Actually, yes, and quite a bit, though the spiritually immature or biblically ignorant may not be able to tell the wheat from the chaff. DOGMA recognizes God as the Creator and Jesus as God's son, Lord and Savior of the world. It also depicts angels and demons and a few heavenly battles between them. In fact, these scenes could be considered as precedents for more theologically correct cinematic battles if THIS PRESENT DARKNESS ever gets produced. The movie states that all of our exploits are recorded in Heaven. The movie also states that God sent Jesus to help mankind. Finally, there seems to be a healthy respect for God as ruler and also a healthy respect for the terror of Hell. In one scene, Azrael actually laments, "No one fears anything anymore." This is an accurate statement about the degraded nature of today's nihilistic society.
DOGMA also gives a theological object lesson by stating that God's righteous judgment will fall on the wicked. Loki, who was once an agent of God's wrath, goes around, names people's sins and then shoots them. In a perverse sermon, Loki demonstrates that death is the proper judgment for those who have sinned.

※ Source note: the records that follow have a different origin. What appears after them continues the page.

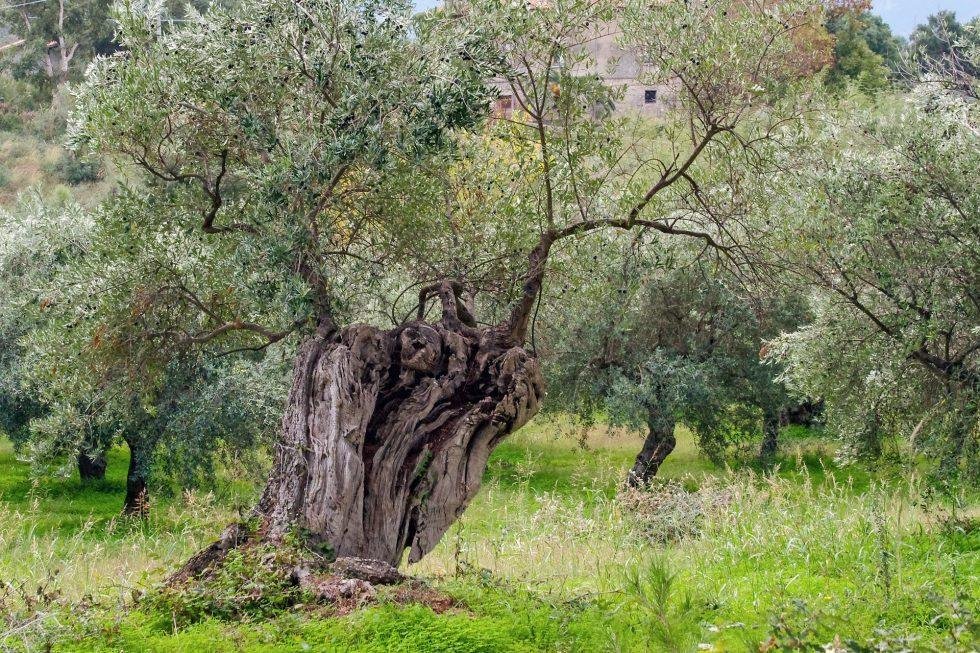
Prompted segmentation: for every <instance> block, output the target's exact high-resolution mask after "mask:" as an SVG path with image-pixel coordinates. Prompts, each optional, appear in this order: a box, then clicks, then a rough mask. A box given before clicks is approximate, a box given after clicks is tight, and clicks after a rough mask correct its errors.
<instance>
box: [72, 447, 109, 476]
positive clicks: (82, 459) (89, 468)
mask: <svg viewBox="0 0 980 653" xmlns="http://www.w3.org/2000/svg"><path fill="white" fill-rule="evenodd" d="M107 466H108V462H107V460H106V456H105V452H103V451H79V452H78V477H79V478H80V479H81V480H82V482H83V483H87V482H90V481H101V480H102V479H104V478H105V470H106V467H107Z"/></svg>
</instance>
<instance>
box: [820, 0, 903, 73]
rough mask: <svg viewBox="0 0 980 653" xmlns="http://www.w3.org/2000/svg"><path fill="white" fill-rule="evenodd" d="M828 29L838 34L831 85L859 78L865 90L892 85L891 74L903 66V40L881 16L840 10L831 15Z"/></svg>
mask: <svg viewBox="0 0 980 653" xmlns="http://www.w3.org/2000/svg"><path fill="white" fill-rule="evenodd" d="M827 31H829V32H830V34H832V35H833V37H834V50H833V64H832V65H831V66H830V68H829V69H828V71H827V77H826V81H827V84H828V86H830V87H832V88H834V89H837V90H842V89H843V88H844V87H845V86H846V85H847V84H848V83H849V82H855V83H856V84H857V85H858V86H859V87H860V88H861V89H862V90H864V91H865V92H876V91H880V90H882V89H884V88H885V87H886V86H887V85H888V78H889V75H890V74H893V73H894V72H896V71H897V70H898V69H899V65H900V50H899V47H900V42H899V40H898V39H896V38H895V37H894V36H893V35H892V33H891V30H890V29H889V28H888V25H887V24H886V23H885V22H884V21H883V20H882V19H881V18H880V17H878V16H876V15H874V14H871V13H869V12H867V11H864V12H861V13H857V12H851V11H848V12H837V13H835V14H831V16H830V17H829V18H828V20H827Z"/></svg>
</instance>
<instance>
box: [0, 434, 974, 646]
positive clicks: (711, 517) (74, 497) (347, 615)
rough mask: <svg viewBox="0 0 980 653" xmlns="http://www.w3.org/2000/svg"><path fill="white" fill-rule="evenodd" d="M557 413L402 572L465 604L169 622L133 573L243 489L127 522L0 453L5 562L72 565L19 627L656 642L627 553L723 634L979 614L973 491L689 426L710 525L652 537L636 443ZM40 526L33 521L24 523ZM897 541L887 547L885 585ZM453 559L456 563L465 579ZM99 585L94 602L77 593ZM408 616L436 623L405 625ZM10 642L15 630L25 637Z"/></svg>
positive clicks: (685, 614)
mask: <svg viewBox="0 0 980 653" xmlns="http://www.w3.org/2000/svg"><path fill="white" fill-rule="evenodd" d="M556 428H557V426H556V425H555V424H552V423H549V422H539V423H537V424H536V425H534V426H533V428H532V429H531V430H530V432H528V433H521V434H518V435H517V436H515V438H514V440H513V441H509V442H505V443H504V444H503V445H501V448H499V449H498V450H497V452H495V453H494V460H493V461H492V463H491V466H490V477H489V478H488V480H487V483H486V484H485V490H484V491H483V492H481V494H480V495H479V496H478V497H477V498H476V499H475V500H474V505H473V506H472V507H471V509H470V510H468V511H467V513H466V514H465V515H464V516H463V519H462V522H461V526H460V530H459V534H458V540H459V541H454V540H455V539H457V538H456V536H451V537H449V538H447V541H445V542H443V543H442V544H440V546H439V547H438V549H437V550H436V551H435V552H434V553H433V555H432V556H430V557H429V558H427V559H426V560H425V561H424V562H423V563H422V564H420V565H417V566H415V567H412V568H410V569H409V572H410V573H412V574H415V575H422V576H424V577H426V578H428V579H429V581H430V582H431V583H432V584H434V586H435V587H436V588H437V589H439V590H441V591H443V592H447V593H448V594H450V595H451V596H453V597H455V598H456V599H457V600H458V601H459V602H460V603H461V605H460V606H459V607H458V608H455V609H451V610H449V611H448V612H446V613H442V614H436V613H434V612H433V611H432V610H430V609H429V608H428V607H425V606H421V605H402V604H401V603H400V602H398V603H393V602H389V601H388V600H387V599H385V598H384V593H382V597H381V598H382V603H381V604H380V605H377V606H371V607H367V608H363V609H359V610H357V611H355V612H353V613H351V614H350V615H347V616H343V617H341V616H335V615H332V614H330V613H324V612H318V611H317V610H312V611H302V610H299V609H295V608H291V609H287V610H282V611H276V612H274V613H262V616H261V617H260V616H257V615H256V614H255V613H252V616H249V614H248V613H246V614H244V616H235V617H231V618H229V619H219V618H213V617H206V618H203V619H201V620H197V619H199V618H200V616H195V617H194V618H193V621H194V623H189V622H181V624H180V625H181V627H180V628H178V629H177V630H176V631H175V630H174V626H173V613H172V612H171V611H169V609H168V607H167V606H166V605H162V606H161V607H160V609H155V608H152V609H151V608H150V607H149V605H150V604H144V605H143V606H142V607H136V609H133V606H132V604H130V603H129V602H128V601H129V598H128V597H129V596H130V593H129V592H128V591H126V592H124V594H125V596H124V599H126V602H122V601H120V598H119V596H120V589H119V588H120V585H122V587H123V588H125V589H127V590H128V589H129V588H133V589H137V590H141V589H143V588H147V587H148V586H150V587H152V585H153V584H154V583H155V582H157V581H158V580H159V579H160V578H162V577H163V576H164V575H165V574H166V573H167V572H168V571H170V570H172V569H173V567H174V565H176V564H179V563H180V562H183V561H184V560H186V558H187V556H188V555H191V554H193V553H195V552H196V551H197V550H199V549H200V548H201V547H203V546H205V545H207V544H208V543H210V542H211V541H213V539H214V538H215V537H216V535H217V533H218V532H219V531H220V529H221V528H222V527H223V526H224V525H225V524H226V523H227V521H228V520H231V519H234V518H235V517H234V506H235V505H238V504H237V502H238V501H240V500H241V499H242V497H241V496H240V494H239V492H240V490H236V491H235V492H232V491H231V488H227V487H225V488H224V491H223V493H222V494H223V495H224V496H226V497H227V498H224V499H222V500H220V501H218V502H215V501H213V500H208V499H207V497H202V496H197V497H196V498H194V495H192V494H188V495H187V496H186V497H183V498H180V499H176V500H173V503H172V504H171V503H168V502H169V500H159V503H158V504H156V505H155V509H154V511H153V512H152V513H151V516H150V518H149V519H148V520H147V521H145V522H140V523H128V522H125V521H118V520H117V518H116V515H117V513H118V504H117V502H114V501H113V500H112V494H111V492H109V491H105V492H100V491H99V490H98V489H97V488H79V489H78V490H76V491H75V493H74V494H70V493H68V492H66V490H67V489H68V487H69V486H70V485H73V484H75V483H77V481H63V483H64V487H53V488H51V491H50V492H48V493H45V492H44V491H43V490H42V491H41V492H40V493H39V494H36V495H31V491H30V487H31V484H30V481H28V480H27V471H28V469H27V467H26V466H25V465H23V464H22V463H18V462H17V461H15V460H14V459H13V458H11V457H7V458H2V457H0V464H3V466H4V469H7V470H13V475H14V476H15V477H16V478H17V480H16V482H11V483H6V480H7V478H8V476H4V477H2V478H0V494H2V498H0V577H3V578H18V579H24V580H28V579H29V580H30V581H31V582H32V583H33V582H34V581H36V582H37V584H41V585H45V584H46V583H47V582H46V581H45V579H46V578H47V576H48V573H49V571H50V569H51V568H53V567H57V568H58V569H60V570H61V573H60V574H58V575H57V576H56V578H55V579H54V581H52V582H51V583H47V589H46V590H45V591H47V592H49V593H51V592H56V593H58V594H59V595H60V597H61V598H60V599H59V600H58V601H57V602H56V603H55V604H53V605H50V606H47V607H44V608H42V611H43V612H44V615H43V616H42V618H41V619H40V620H37V621H32V625H30V626H29V627H28V628H27V629H25V630H22V631H19V632H20V633H21V634H22V635H26V636H27V637H28V638H29V639H28V640H27V641H28V642H30V643H31V644H28V645H27V646H26V648H28V649H30V648H32V646H31V645H32V644H33V643H38V642H44V641H48V642H50V643H51V645H52V646H53V647H54V650H65V651H86V650H89V651H115V650H120V649H121V650H151V651H153V650H159V651H161V652H162V651H181V650H187V651H196V650H201V649H202V648H204V649H206V650H216V651H222V650H228V651H238V650H246V651H248V650H254V651H277V650H282V651H301V650H304V648H305V647H306V646H308V647H310V648H312V649H313V650H338V651H360V650H366V651H375V650H384V647H386V646H387V647H397V646H399V641H398V640H397V639H396V638H395V637H394V636H393V635H394V634H396V633H397V634H398V635H400V636H401V637H403V638H404V640H405V641H406V642H410V643H411V645H412V646H414V647H416V650H422V651H425V650H431V651H454V652H455V651H460V652H462V651H467V650H469V649H468V648H467V647H477V646H493V647H497V648H498V649H499V650H517V651H554V650H575V651H578V650H588V651H592V650H605V649H608V648H613V649H617V648H618V650H624V651H647V650H663V647H662V646H661V645H660V644H658V641H657V639H656V635H655V633H654V631H653V630H652V628H654V627H655V623H662V622H661V621H659V620H658V617H657V615H658V614H662V613H663V612H664V611H663V610H661V609H660V608H658V607H656V606H658V605H661V606H663V605H664V604H663V602H662V601H659V602H658V601H654V602H652V603H650V604H648V605H645V604H644V601H643V600H641V597H640V596H638V595H637V594H635V593H634V592H633V591H632V590H630V589H629V588H630V584H629V582H628V576H624V570H631V573H630V575H637V576H638V577H639V579H640V581H641V583H643V584H645V585H648V586H649V587H648V588H647V590H645V592H646V594H644V596H647V595H648V596H647V598H652V597H654V596H658V595H659V596H662V595H663V592H657V591H654V588H656V587H661V586H662V585H663V583H662V580H663V578H665V577H670V576H673V577H674V579H673V580H672V581H671V582H670V583H669V589H668V592H667V596H668V598H667V601H666V605H665V611H666V614H667V615H668V616H669V618H668V625H669V627H670V628H671V629H673V632H674V633H675V634H677V635H679V636H683V637H684V638H687V637H689V636H690V637H694V638H695V639H694V640H693V641H694V642H696V643H706V644H712V645H714V646H715V648H717V649H722V650H744V649H746V648H750V649H753V650H754V649H756V648H757V647H758V646H759V644H760V643H764V642H766V641H767V640H768V638H769V636H770V634H771V633H772V632H773V631H772V628H773V626H772V623H773V621H774V620H775V621H777V622H778V620H779V618H780V615H781V614H783V613H785V614H786V622H787V625H788V627H791V628H793V629H795V630H794V632H800V629H802V628H804V627H808V628H810V630H811V640H809V641H812V642H814V643H818V644H819V645H820V646H823V645H825V644H827V643H829V642H832V641H834V638H835V635H839V637H840V639H841V640H842V641H848V640H853V641H855V642H860V643H865V642H871V641H876V642H877V641H879V640H885V639H888V640H889V641H895V642H898V641H901V640H902V639H904V640H907V641H914V642H915V650H920V649H921V650H932V649H935V650H950V648H949V645H948V644H947V642H948V635H949V632H950V631H951V630H952V629H953V628H955V627H956V625H957V624H958V623H959V624H966V625H968V622H967V621H965V620H964V619H965V615H966V614H967V613H968V612H974V613H975V610H974V609H973V608H972V606H975V605H976V602H977V600H978V598H977V596H976V593H977V589H976V588H977V587H978V586H980V585H978V584H977V583H976V571H975V570H976V561H977V559H978V558H977V556H978V555H980V550H978V548H977V545H978V542H980V541H978V540H977V534H978V531H977V529H976V523H975V521H974V522H972V524H971V522H970V521H969V520H968V518H967V515H969V514H973V512H972V511H975V505H976V504H975V497H973V498H971V496H969V495H967V496H965V497H964V500H965V503H964V504H963V505H962V506H959V507H957V509H956V512H955V515H956V517H955V518H954V517H953V514H954V513H951V511H950V508H949V506H946V505H944V504H943V503H937V502H936V497H935V496H934V495H933V496H932V497H930V496H929V495H924V494H921V493H920V492H919V491H918V490H917V489H916V487H915V486H914V485H912V486H910V485H907V484H905V483H904V482H901V483H898V484H896V485H888V486H881V485H876V486H875V488H874V489H873V491H872V492H868V491H866V489H862V488H863V486H862V485H861V484H860V483H859V482H852V481H850V480H849V479H854V478H857V479H860V478H862V477H864V478H866V476H864V475H865V474H866V472H864V471H863V470H859V469H856V468H855V467H853V466H849V467H840V466H837V465H836V464H835V463H834V461H833V460H832V457H829V456H826V455H824V456H820V457H819V459H820V463H819V464H818V466H817V469H818V470H819V469H820V468H821V466H822V467H823V469H824V470H825V473H823V474H821V475H820V476H819V477H818V476H811V475H809V473H808V472H807V471H806V467H805V466H797V465H798V463H797V461H796V459H795V456H794V455H792V454H789V455H787V456H785V457H781V458H780V459H779V460H778V461H777V462H778V470H779V475H774V476H769V477H755V476H752V475H750V474H745V473H737V474H733V475H728V474H726V473H725V472H724V471H722V470H717V469H713V468H711V467H710V465H708V466H707V467H706V463H705V461H703V460H699V459H698V458H697V456H696V453H695V451H696V448H695V446H694V443H693V442H692V440H691V436H690V435H688V434H686V432H685V431H683V430H682V431H679V433H678V437H679V439H680V442H679V445H678V451H677V452H676V455H675V457H674V458H673V459H668V461H667V462H666V463H665V465H664V470H663V472H664V474H665V475H668V476H675V475H685V474H688V473H691V472H694V473H696V476H688V477H687V478H686V479H685V480H684V483H683V486H685V487H688V488H690V489H689V490H688V491H691V492H697V493H698V494H699V495H700V496H704V497H709V496H710V497H715V499H713V501H717V502H718V503H717V506H716V507H714V508H709V509H705V510H703V511H702V514H701V516H700V517H699V527H698V529H697V531H696V532H693V533H689V534H687V535H685V536H684V537H682V538H680V539H672V540H668V541H664V540H659V539H655V538H652V537H651V535H650V533H649V531H648V526H649V523H648V522H647V521H645V520H644V519H643V518H642V517H639V516H637V517H636V518H635V516H634V514H633V513H632V511H631V509H629V508H628V506H629V505H631V504H628V503H623V502H621V501H620V500H618V499H617V498H616V497H615V490H614V487H615V484H616V481H617V480H618V479H621V478H622V476H623V475H624V474H625V471H626V470H627V469H628V467H629V465H630V461H631V457H632V454H633V452H634V451H635V448H636V446H637V445H638V440H637V439H636V438H635V437H631V436H627V435H625V434H621V435H613V434H607V433H604V432H603V431H601V430H596V431H593V432H592V433H590V434H589V437H588V439H587V441H588V443H589V447H590V449H589V452H588V453H587V455H583V452H582V450H581V449H580V448H579V445H577V444H576V443H575V440H574V439H573V438H571V437H569V436H568V435H567V434H566V435H565V436H561V437H557V438H556V435H557V433H556V431H555V429H556ZM4 451H7V452H8V455H9V449H5V450H4ZM808 451H809V450H808ZM0 456H2V454H0ZM552 460H556V461H559V463H560V464H558V465H554V466H553V465H552V464H551V461H552ZM505 463H506V464H505ZM125 468H126V460H125V455H124V452H113V453H112V454H111V456H110V470H109V479H110V480H109V482H110V483H111V484H116V486H117V487H118V484H120V483H122V479H123V476H124V473H125ZM874 469H876V468H872V470H874ZM705 470H708V471H705ZM521 479H525V480H524V481H522V480H521ZM224 482H227V481H224ZM607 482H608V484H609V485H608V487H609V488H611V491H607V486H606V483H607ZM875 483H877V481H875ZM8 488H10V489H12V490H16V493H14V492H13V491H8ZM694 488H698V489H696V490H695V489H694ZM247 493H248V491H246V494H247ZM236 495H237V496H236ZM35 501H36V502H37V506H36V507H35V508H33V509H32V508H31V505H32V502H35ZM920 506H921V508H920ZM923 510H925V511H923ZM90 511H92V512H90ZM27 532H34V533H35V535H34V536H33V538H26V537H24V533H27ZM457 550H458V551H459V552H458V553H457V552H456V551H457ZM882 551H887V552H889V563H888V565H889V572H888V573H889V577H890V580H889V587H890V589H889V591H888V592H887V593H886V592H885V591H884V589H883V587H884V585H883V583H884V577H883V572H882V562H881V561H882V559H883V557H882ZM455 559H458V560H459V562H460V564H459V566H458V567H457V566H456V564H454V560H455ZM651 560H654V561H659V562H651ZM456 568H459V569H461V570H462V571H461V573H460V575H458V576H455V577H454V576H453V573H452V571H453V569H456ZM651 568H654V569H659V570H660V571H659V572H656V571H650V569H651ZM668 570H669V571H668ZM633 572H635V574H633ZM263 573H264V572H263ZM258 576H261V579H260V580H261V581H262V582H261V583H260V586H261V587H262V588H263V591H266V590H267V591H270V596H272V597H273V598H274V597H276V596H281V595H280V594H277V593H276V591H273V590H274V589H275V587H276V583H277V581H276V577H275V576H273V577H271V578H267V577H265V576H263V575H262V574H258ZM278 578H281V576H279V577H278ZM227 580H228V582H227V583H226V584H224V585H223V586H222V587H224V589H221V588H218V589H217V590H216V593H217V594H218V595H219V596H224V597H225V598H226V599H228V601H225V602H223V603H222V606H223V607H224V608H229V609H231V608H234V607H235V606H237V605H242V604H240V603H238V602H237V600H236V599H235V598H234V597H235V596H238V597H242V596H244V595H245V592H244V591H242V588H243V587H248V586H249V583H250V576H249V575H248V572H245V571H242V573H241V574H240V575H238V576H234V575H232V576H228V577H227ZM232 588H237V589H232ZM33 589H36V588H32V591H33ZM651 592H652V593H651ZM86 594H91V595H92V598H91V599H86V600H85V602H84V603H83V604H79V603H78V601H79V600H80V599H82V597H83V596H84V595H86ZM797 599H799V600H802V601H805V603H806V605H807V610H808V612H807V613H806V614H800V615H796V614H795V613H794V611H793V610H792V606H793V605H794V600H797ZM93 601H94V603H95V605H93ZM200 601H201V603H199V604H197V605H202V604H204V602H206V601H207V597H204V596H201V597H200ZM650 606H653V610H652V611H651V610H650V609H649V607H650ZM787 606H789V607H787ZM12 607H15V609H16V611H17V613H18V614H20V608H19V607H16V606H12ZM251 607H254V608H256V609H257V610H261V608H260V607H259V606H251ZM251 607H250V609H251ZM956 615H961V617H963V618H961V617H957V616H956ZM654 620H657V621H656V622H655V621H654ZM2 623H3V621H2V620H0V624H2ZM413 623H417V624H418V630H419V631H420V632H423V633H426V634H427V635H428V638H429V639H428V640H425V639H423V638H421V637H416V636H415V634H414V631H410V628H411V624H413ZM692 628H693V630H692ZM879 631H880V633H879ZM4 636H5V631H4V629H3V628H2V626H0V638H3V637H4ZM964 641H969V640H966V639H964ZM429 642H431V643H429ZM5 645H6V646H8V647H11V648H13V649H14V650H18V649H19V648H21V647H22V644H21V640H20V639H14V640H10V639H8V640H7V641H6V642H5ZM39 646H41V644H39ZM427 646H429V648H426V647H427ZM33 648H37V647H36V646H35V647H33ZM405 650H411V649H409V648H406V649H405ZM952 650H956V649H955V648H954V649H952ZM967 650H968V649H967Z"/></svg>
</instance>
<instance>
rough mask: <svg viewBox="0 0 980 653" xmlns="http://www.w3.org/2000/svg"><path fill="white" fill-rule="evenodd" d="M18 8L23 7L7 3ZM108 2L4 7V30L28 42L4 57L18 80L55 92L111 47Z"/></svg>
mask: <svg viewBox="0 0 980 653" xmlns="http://www.w3.org/2000/svg"><path fill="white" fill-rule="evenodd" d="M8 4H13V5H20V4H22V3H8ZM110 4H111V3H110V2H107V0H51V1H50V2H43V3H37V4H33V5H30V6H20V7H13V8H7V7H4V8H3V9H0V27H3V28H5V29H6V30H7V31H9V32H10V33H12V34H13V35H15V36H18V37H20V38H21V39H23V40H24V42H23V43H22V44H20V45H18V46H16V49H15V50H14V55H15V56H12V57H5V63H6V64H7V66H6V67H8V68H9V69H10V71H11V72H12V73H13V75H14V77H17V78H20V79H24V80H29V81H31V82H33V83H34V84H35V87H36V88H38V89H44V90H47V91H51V90H53V89H54V87H55V86H56V85H58V84H61V83H63V82H66V81H68V80H69V78H70V77H72V76H74V74H75V73H76V71H78V72H80V71H82V70H84V69H85V65H86V64H87V63H88V62H89V61H90V60H91V59H92V57H94V56H95V55H96V54H99V53H104V52H108V51H110V50H111V49H112V23H111V21H110V20H109V6H110Z"/></svg>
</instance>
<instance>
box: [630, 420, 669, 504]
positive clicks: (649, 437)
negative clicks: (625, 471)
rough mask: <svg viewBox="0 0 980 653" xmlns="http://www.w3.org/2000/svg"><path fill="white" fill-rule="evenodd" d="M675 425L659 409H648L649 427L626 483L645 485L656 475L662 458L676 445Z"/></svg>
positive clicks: (634, 485) (665, 456) (632, 485)
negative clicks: (653, 409)
mask: <svg viewBox="0 0 980 653" xmlns="http://www.w3.org/2000/svg"><path fill="white" fill-rule="evenodd" d="M675 426H676V422H675V421H674V419H673V418H672V417H670V416H668V415H663V414H661V413H660V412H659V411H653V410H651V411H650V414H649V415H648V416H647V428H648V429H649V430H648V431H647V437H646V439H645V440H644V441H643V448H642V449H641V450H640V453H639V454H638V455H637V456H636V462H635V463H634V464H633V468H632V469H631V470H630V472H629V475H628V476H627V479H626V482H627V484H628V485H630V486H631V487H645V486H646V485H648V484H649V483H650V479H652V478H653V477H654V476H656V475H657V471H659V470H660V466H661V465H662V464H663V462H664V460H666V459H667V456H669V455H670V453H671V452H672V451H673V450H674V447H675V446H677V439H676V438H675V437H674V427H675Z"/></svg>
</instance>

Finally, though not really relevant to theology per se, Bethany, Loki and Bartleby have some very astute and thought-provoking questions about faith and their relationship with God. The movie shows these sentient characters wrestling with matters of faith. They desire to be connected with God and are upset that they lack such connection. They are also willing to make an effort to talk through their concerns and desires.
As a work of art, this movie begins and plays out with quick dialogue and game performances by the actors all around. However, at the end of the story, it bogs down and eventually becomes too long. Photography and special affects are only serviceable to the Kevin Smith script, which seems to be the star of this picture. Even so, his plot and plot devices remain weak and only function to be a wire-thin hanger on which to place his religious criticisms and theological discussions.
Some church politics and modern worship practices are fallible and perhaps in need of humorous examination. The infinitely creative and infallible Christ, however, will not be mocked. If Smith is able to inspire people to seek Jesus Christ and know the One True God through this irreverent examination of faith, then this flawed comedy should be commended. If, however, he inspires people to mock Jesus Christ and think of God as fallible and prone to fickleness like humans are, then he performs a great harm and disservice to the world that should be condemned.